The other reason I think the ‘coffee for food idea’ is going to make me commit a random act of violence is that I’m using my lunch breaks to work out in an attempt to jump start my exercise routine. This morning I’ve had a quarter of a banana, a handful (or 3) of granola, a mini Luna Bar and 3 cups of coffee. If my body doesn’t give up during my first work out in weeks then I deserve a medal (or a trip to Two dollar Taco Tuesday). I have a healthy lunch for after I work out, Im not that sick, but its getting through the workout that Im really interested in.

As it turns out, the workout wasn’t that bad. The tiny Y downtown is quiet, empty, and complete with the best locker room ever and 4 fantastic tv’s. I don’t love the elliptical’s but they get the job done. It takes about 4 minutes to clock out, get through the building, down the elevators, across the parking garage and down the stairs into the gym. I’ve got changing down to a science, the only problem is being hourly my lunch is a really strict hour and I am either cutting my workout short, showering and walking around with a wet head or covering myself a thick layer of lotion, body spray and deodorant when I come back in and hope everyone rather smell that than BO.

I didn’t look disgusting, had a shorter day, and have high hopes for better fitting pants in my near future. By 3:21 I still hadn’t had that 4th cup of coffee and I proudly held off the hungry with my diet coke. I just kept telling myself that any coffee that’s sat for this long needs to be given to the sink, not humans, so opt for the tooth rotting soda.

Tonight goals include not eating my body weight in something terrible like cheese or Oreo’s and buying rice cakes so I don’t have to continue today’s Stupid Food Idea (of the Day). I mean, I see tomorrow having an equally stupid ideas, but I think I’m retiring the coffee experiment…

The Diet Log Blog

Generally Speaking was all about documenting unemployment and ventures into higher education. Since I found full time work and joined the ranks of the underemployed (putting school on hold for, you know, when I can afford it or have the motivation to succeed at it) I haven’t had a lot to write about. Now, don’t get me wrong, having spent 7 months literally begging employers to even LOOK at my resume, I have a healthy appreciation for the job I have. My company is big; I work with a very close friend, and have amazing managers. I mean no offense to my title or fellow workers who do the same but an untrained, slower than average monkey could do our job.

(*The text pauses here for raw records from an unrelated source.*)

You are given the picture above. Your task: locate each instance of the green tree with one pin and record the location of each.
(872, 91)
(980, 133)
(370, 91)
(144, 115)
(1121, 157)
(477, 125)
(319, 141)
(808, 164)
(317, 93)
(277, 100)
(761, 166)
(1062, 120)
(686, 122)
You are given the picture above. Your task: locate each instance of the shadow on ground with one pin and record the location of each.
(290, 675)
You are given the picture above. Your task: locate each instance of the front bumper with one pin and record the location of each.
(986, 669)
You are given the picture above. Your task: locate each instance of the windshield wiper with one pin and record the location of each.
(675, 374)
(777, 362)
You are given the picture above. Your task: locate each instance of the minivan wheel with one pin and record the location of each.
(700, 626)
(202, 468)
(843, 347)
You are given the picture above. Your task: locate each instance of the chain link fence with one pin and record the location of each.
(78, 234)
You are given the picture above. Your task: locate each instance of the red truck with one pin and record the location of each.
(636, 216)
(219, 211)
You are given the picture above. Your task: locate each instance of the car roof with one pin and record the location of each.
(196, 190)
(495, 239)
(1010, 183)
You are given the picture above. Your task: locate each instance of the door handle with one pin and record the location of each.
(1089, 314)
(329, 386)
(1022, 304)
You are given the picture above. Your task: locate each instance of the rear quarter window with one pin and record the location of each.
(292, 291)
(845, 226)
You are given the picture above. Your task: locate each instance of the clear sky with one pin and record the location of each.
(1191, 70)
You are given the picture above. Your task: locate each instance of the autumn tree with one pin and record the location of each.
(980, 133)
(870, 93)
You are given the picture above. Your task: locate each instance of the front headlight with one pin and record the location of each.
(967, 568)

Its frustrating, boring, and sometimes down right unsettling to feel this stuck in an unfulfilling job. Understanding what little effort goes into dozens of form letters aside, I could stand to earn a few more bucks an hour, if not get on salary.

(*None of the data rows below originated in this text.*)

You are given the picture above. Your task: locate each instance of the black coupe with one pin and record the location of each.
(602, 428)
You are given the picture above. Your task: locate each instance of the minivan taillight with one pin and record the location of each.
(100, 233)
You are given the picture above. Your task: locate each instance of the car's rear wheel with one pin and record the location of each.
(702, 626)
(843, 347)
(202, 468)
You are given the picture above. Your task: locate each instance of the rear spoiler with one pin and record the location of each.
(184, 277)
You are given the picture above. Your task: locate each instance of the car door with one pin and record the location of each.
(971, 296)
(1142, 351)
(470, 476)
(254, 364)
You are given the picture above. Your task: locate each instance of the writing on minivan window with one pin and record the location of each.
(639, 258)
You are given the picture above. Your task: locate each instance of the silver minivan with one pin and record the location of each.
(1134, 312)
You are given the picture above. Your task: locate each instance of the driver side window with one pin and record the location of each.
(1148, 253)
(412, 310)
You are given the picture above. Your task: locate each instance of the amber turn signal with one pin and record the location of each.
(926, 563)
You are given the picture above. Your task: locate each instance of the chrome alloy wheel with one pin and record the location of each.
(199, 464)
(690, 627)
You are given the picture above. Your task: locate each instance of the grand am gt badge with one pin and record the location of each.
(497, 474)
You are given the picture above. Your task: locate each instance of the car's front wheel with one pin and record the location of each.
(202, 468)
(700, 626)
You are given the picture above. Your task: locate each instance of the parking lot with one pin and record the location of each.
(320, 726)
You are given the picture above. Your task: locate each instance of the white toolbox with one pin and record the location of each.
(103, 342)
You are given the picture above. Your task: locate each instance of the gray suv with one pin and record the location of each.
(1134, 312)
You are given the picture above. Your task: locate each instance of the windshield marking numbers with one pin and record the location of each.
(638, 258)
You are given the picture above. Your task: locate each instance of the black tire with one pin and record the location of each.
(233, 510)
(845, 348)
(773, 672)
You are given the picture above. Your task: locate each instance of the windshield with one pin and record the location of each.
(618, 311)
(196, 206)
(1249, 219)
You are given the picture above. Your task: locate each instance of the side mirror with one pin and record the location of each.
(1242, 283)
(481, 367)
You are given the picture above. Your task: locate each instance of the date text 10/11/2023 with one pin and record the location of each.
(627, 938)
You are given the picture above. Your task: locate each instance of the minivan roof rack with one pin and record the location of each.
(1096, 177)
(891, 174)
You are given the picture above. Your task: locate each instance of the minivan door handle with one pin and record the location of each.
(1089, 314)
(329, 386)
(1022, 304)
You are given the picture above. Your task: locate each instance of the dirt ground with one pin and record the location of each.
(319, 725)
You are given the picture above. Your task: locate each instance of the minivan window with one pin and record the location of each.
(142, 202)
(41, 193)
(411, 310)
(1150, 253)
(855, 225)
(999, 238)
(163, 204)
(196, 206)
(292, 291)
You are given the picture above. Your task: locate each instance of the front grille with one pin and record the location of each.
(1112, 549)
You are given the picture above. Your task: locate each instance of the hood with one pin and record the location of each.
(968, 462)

As it stands, these days it seems like I’m always one more bill away from living under an overpass and luxuries are damn near nonexistent. One of the most loved things to go by the way-side was my personal trainer Lewis. In a way, Lewis was a blessing and a curse; the blessing was that I literally have never looked as good in my LIFE as I did over the summer; the curse is that I am totally and utterly unable to workout without him. I promised myself countless times that after the pageant I wouldn’t puff up like an inflating hot-air balloon, but here we are. I knew what a bitch it was to lose that weight but did my stomach listen? Absolutely not. Did I show any real maturity or self control when it came time to eat things like double pasta or baked potatoes the size of my foot? Not remotely. Although I’ve enjoyed every bit of eating and drinking, I don’t enjoy exploding out of the pants that can’t be let out or replaced with a new pair because of said monetary concerns.

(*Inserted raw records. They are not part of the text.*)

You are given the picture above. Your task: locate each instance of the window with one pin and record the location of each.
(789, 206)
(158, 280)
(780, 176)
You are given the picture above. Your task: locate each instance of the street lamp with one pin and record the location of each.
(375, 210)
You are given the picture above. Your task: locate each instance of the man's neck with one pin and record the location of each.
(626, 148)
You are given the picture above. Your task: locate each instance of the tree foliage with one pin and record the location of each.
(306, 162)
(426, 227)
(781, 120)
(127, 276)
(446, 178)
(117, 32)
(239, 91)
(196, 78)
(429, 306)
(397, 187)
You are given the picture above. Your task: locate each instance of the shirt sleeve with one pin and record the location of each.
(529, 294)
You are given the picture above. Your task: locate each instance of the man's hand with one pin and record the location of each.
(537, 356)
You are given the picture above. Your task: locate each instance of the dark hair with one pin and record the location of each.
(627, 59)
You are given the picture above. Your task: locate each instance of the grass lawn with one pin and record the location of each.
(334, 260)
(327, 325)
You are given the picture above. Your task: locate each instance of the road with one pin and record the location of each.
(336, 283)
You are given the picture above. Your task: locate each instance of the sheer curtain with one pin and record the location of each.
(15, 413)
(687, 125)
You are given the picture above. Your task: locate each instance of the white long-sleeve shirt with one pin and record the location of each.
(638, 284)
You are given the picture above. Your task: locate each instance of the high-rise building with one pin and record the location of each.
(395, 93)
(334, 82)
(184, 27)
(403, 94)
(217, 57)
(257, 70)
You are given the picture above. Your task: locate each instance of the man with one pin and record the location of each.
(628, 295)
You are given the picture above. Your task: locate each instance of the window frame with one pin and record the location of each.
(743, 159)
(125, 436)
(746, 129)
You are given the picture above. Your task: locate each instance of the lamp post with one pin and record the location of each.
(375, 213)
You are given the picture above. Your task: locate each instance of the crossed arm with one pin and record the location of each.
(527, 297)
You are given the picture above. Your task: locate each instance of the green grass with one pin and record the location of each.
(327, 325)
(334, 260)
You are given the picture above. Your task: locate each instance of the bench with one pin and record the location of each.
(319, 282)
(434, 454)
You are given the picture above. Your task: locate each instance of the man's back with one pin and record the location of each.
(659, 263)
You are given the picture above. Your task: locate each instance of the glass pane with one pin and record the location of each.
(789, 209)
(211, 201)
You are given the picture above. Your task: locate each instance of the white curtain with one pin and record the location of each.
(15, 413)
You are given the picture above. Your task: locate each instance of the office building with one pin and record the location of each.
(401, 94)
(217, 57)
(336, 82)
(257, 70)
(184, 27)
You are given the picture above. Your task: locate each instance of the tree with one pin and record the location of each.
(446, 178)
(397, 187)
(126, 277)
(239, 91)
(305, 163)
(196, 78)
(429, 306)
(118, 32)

It might seem unoriginal as Miss Jen Lancaster did pretty much the same thing in her hysterical best seller “Such a Pretty Fat” (you should buy and read everything she writes because she makes Carlin look like a hack) but I’m going to attempt to document my trails in weight loss while not being able to afford healthy food and a personal trainer all while lacking the ability to ‘just say no’ to beer during Monday night football.